Castilla la común, 49

 


¿Ha merecido la pena el ascenso de la alta montaña?, ¿el riesgo y el agotamiento de andar por los roquedos a cuatro patas como las cabras monteses? En la marcha de aproximación cruzamos arroyos y barrizales donde se revuelcan los jabalíes, y a punto estuvimos de extraviarnos en el pinar, pero qué coraje inútil trepar y destrepar peñascos al borde de precipicios donde cualquier descuido se paga con la cabeza rota. ¿A quién agrada hundirse en la nieve, primero hasta las rodillas y luego hasta la cintura? ¿Soportar la mordedura del frío en los pies y las manos? ¿Avanzar cegados por la ventisca?

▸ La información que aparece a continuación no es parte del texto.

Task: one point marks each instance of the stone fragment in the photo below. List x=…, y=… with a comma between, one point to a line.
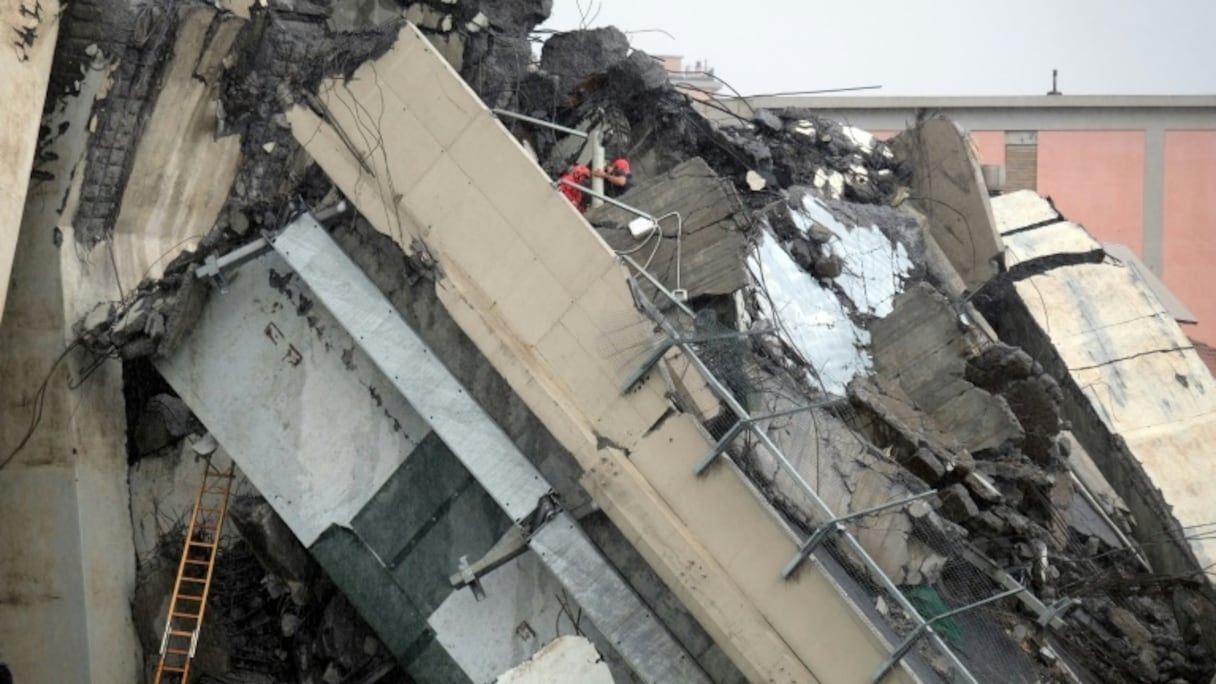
x=820, y=233
x=1129, y=626
x=765, y=118
x=827, y=265
x=637, y=73
x=957, y=504
x=981, y=488
x=925, y=465
x=477, y=23
x=290, y=623
x=579, y=54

La cima es solo un montón de piedras. En la cota superior se levanta el cilindro de hormigón de un vértice geodésico y una cruz de hierro que recuerda a los montañeros muertos. No hay nadie allá arriba ni nada nos dejan ver las nubes. Desde la cumbre es posible descender en todas la direcciones, pero todas llevan hacia abajo y las más expuestas —basta un mal paso— bajo tierra.


Pongamos que la ventisca nos derriba, caemos rodando por una canal helada o se nos congela la punta de la nariz ¿qué le diríamos, entonces, a quien nos preguntase si ha merecido la pena el duro ascenso? Y sobre todo ¿qué nos diría él, qué nos diría ella, cuando nos viera listos para subir de nuevo a la montaña?